Norma questa utile ad omnem dubium tollendum, ma che forse non era indispensabile, dal momento in cui non può configurarsi un danno da un’azione definita “lecita” in sede penale. L’accertamento della legittima difesa, anche meramente putativa, va compiuto attraverso una ricostruzione dell’atteggiamento dell’aggredito nel concreto. Esso va effettuato - per poter ammettere la scriminante in discorso - con una valutazione ex ante circa le circostanze in cui la vittima si è trovata a dover reagire nell’immediato, e non ex post in base a degli schemi precostituiti circa la proporzionalità e la necessità difensiva, decontestualizzati dalla realtà dell’evento.

Nel promulgare la legge in parola il 26 aprile 2019, il presidente Mattarella ha non casualmente voluto sottolineare che “la nuova normativa non indebolisce né attenua la primaria ed esclusiva responsabilità dello Stato nella tutela della incolumità e della sicurezza dei cittadini, esercitata e assicurata attraverso l’azione generosa ed efficace delle Forze di Polizia.”

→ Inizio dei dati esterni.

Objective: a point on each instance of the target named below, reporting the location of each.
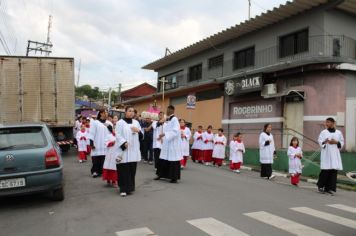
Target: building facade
(291, 67)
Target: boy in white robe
(197, 147)
(267, 152)
(128, 136)
(330, 141)
(185, 136)
(208, 145)
(82, 137)
(171, 153)
(295, 155)
(219, 148)
(237, 149)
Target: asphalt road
(207, 201)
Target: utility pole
(119, 94)
(78, 77)
(49, 34)
(38, 47)
(249, 9)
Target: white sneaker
(272, 177)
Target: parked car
(30, 161)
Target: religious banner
(191, 101)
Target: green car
(30, 161)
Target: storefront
(296, 102)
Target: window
(171, 81)
(195, 73)
(295, 43)
(244, 58)
(215, 62)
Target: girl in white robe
(185, 136)
(295, 155)
(330, 141)
(128, 135)
(98, 134)
(208, 146)
(171, 153)
(237, 149)
(267, 151)
(197, 147)
(82, 137)
(113, 152)
(219, 148)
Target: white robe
(156, 132)
(219, 149)
(124, 134)
(82, 144)
(330, 157)
(172, 143)
(236, 156)
(210, 138)
(185, 141)
(295, 164)
(266, 152)
(98, 133)
(112, 153)
(197, 143)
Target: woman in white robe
(267, 151)
(171, 153)
(128, 133)
(219, 148)
(330, 141)
(185, 136)
(113, 151)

La novità  – ha proseguito -  è data dal rilievo decisivo assunto dallo allo stato di grave turbamento derivante dalla situazione di pericolo in atto, oggettivamente determinato dalla situazione in cui si è venuto a manifestare. Un’anomalia  testuale rilevata dal Presidente è che, mentre nella legittima difesa “domiciliare” le spese del giudizio per le persone interessate siano poste a carico dello Stato, analoga previsione non è contemplata per le ipotesi di legittima difesa in luoghi diversi dal domicilio.

La pregnante puntualizzazione del Presidente della Repubblica nel ribadire il ruolo fondamentale delle Forze dell’Ordine per tutelare l’incolumità e la sicurezza della collettività, appare vieppiù illuminante per ricordare le condizioni dell’ideale patto sociale che lega i cittadini con lo Stato, essendo i primi tenuti a pagare le tasse, ed il secondo a garantirne con le Forze Armate la difesa da aggressioni esterne, e con quelle di polizia nelle sue varie articolazioni (Carabinieri, Polizia di Stato e Guardia di Finanza), a salvaguardarne l’incolumità personale e patrimoniale da aggressioni criminali .

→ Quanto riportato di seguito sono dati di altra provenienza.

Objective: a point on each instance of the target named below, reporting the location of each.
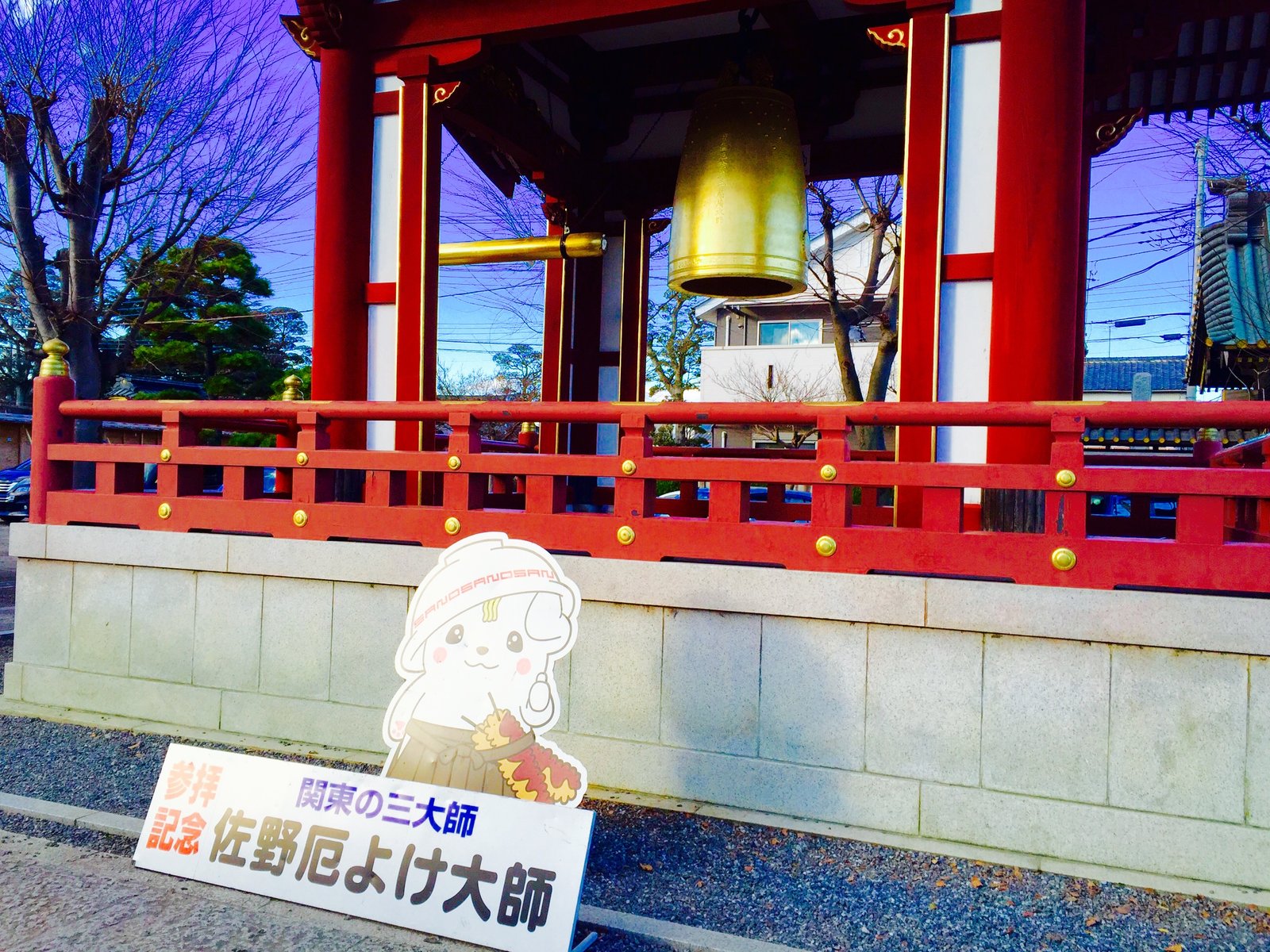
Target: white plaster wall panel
(1179, 724)
(616, 672)
(812, 704)
(814, 793)
(101, 617)
(1045, 708)
(965, 319)
(924, 704)
(228, 630)
(380, 370)
(308, 721)
(295, 638)
(129, 697)
(368, 624)
(1170, 846)
(611, 296)
(163, 625)
(1259, 743)
(385, 197)
(710, 681)
(971, 183)
(42, 612)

Il ridare fiducia e poteri alle Forze dell’Ordine sarà giovevole per la civiltà della Nazione tutta, nella consapevolezza che non può esservi durevole libertà lasciando impunito il crimine e – peggio ancora - criminalizzando coloro che rischiano la vita senza aspettarsi nemmeno un “grazie”. Ma neppure di finire sotto processo.

Solo allora sarà possibile una riflessione non emergenziale sulla perdurante necessità o meno che sia il singolo cittadino a doversi difendere senza per questo essere perseguito; oppure che vengano pienamente restituiti ai Tutori dell’Ordine quei poteri preventivi, dissuasivi e repressivi della criminalità, senza i quali poteri la stessa parola di “Tutori dell’Ordine” rischierebbe di apparire un guscio vuoto.